The room was warm, dimly lit and smelled of cinnamon. It was richly furnished, with sofas, embroidered cushions and patterned rugs on the floor. A fire was burning. There were two people in here, a man and a woman. The man was short and stout, with a long black beard greying at the tips. He wore white robes and white socks with leather sandals. His head was covered with a red and white shemagh. He was sitting on a comfortable low chair, and was nursing a glass of mint tea. His face was expressionless as he turned to look at Baba. She quickly averted her eyes.

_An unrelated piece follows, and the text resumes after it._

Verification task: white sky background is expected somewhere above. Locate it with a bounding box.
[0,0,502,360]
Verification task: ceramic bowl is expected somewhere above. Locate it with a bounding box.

The woman sat at the back of the room, next to another door, which was painted blue. She was very beautiful, with long dark hair and almond eyes. But she looked out of place, because she was dressed in Western clothes. A laptop computer sat on a small, ornate table next to her, and her face glowed in the light from its screen. She was applying nail varnish and she glanced up at Baba as she entered. There was something in her expression that chilled Baba to the core.
‘Dhul Faqar,’ Baba’s captor said, bowing his head slightly. He was also avoiding eye contact.
‘Mujahid,’ the man replied. ‘What is this you’ve brought us?’
‘A gift. One of the Yazidi. I gave her sisters to my men, but I thought this one would please you.’
Dogs barked somewhere outside.
The woman walked up to Baba. Baba could smell her perfume, heavy and musky. It made her want to gag.
‘We can’t see her face properly,’ she whispered. With a rough yank, she pulled the rag from Baba’s mouth. Her long nails, glistened. Baba inhaled deeply, then tried to swallow, but her mouth was too dry and it hurt her throat.
The woman reached out her hand and brushed it against Baba’s cheek, in almost exactly the same way that the man called Mujahid had done back in the village. Baba noticed that she wore several large rings on her fingers. ‘She’s a pretty one,’ the woman purred. And when Baba yanked her face away from that horrible touch, she smiled. ‘Are you a virgin?’
The question caught Baba by surprise. She nodded warily.
‘You’ll enjoy breaking this one in, my love,’ the woman said. And she muttered, ‘To the glory of Allah.’
‘Get her cleaned up,’ Dhul Faqar said. ‘She stinks worse than a horse. Mujahid, you stay here. We have things to discuss.’
The woman turned. ‘Follow me,’ she said as she stepped towards the blue door at the far side of the room.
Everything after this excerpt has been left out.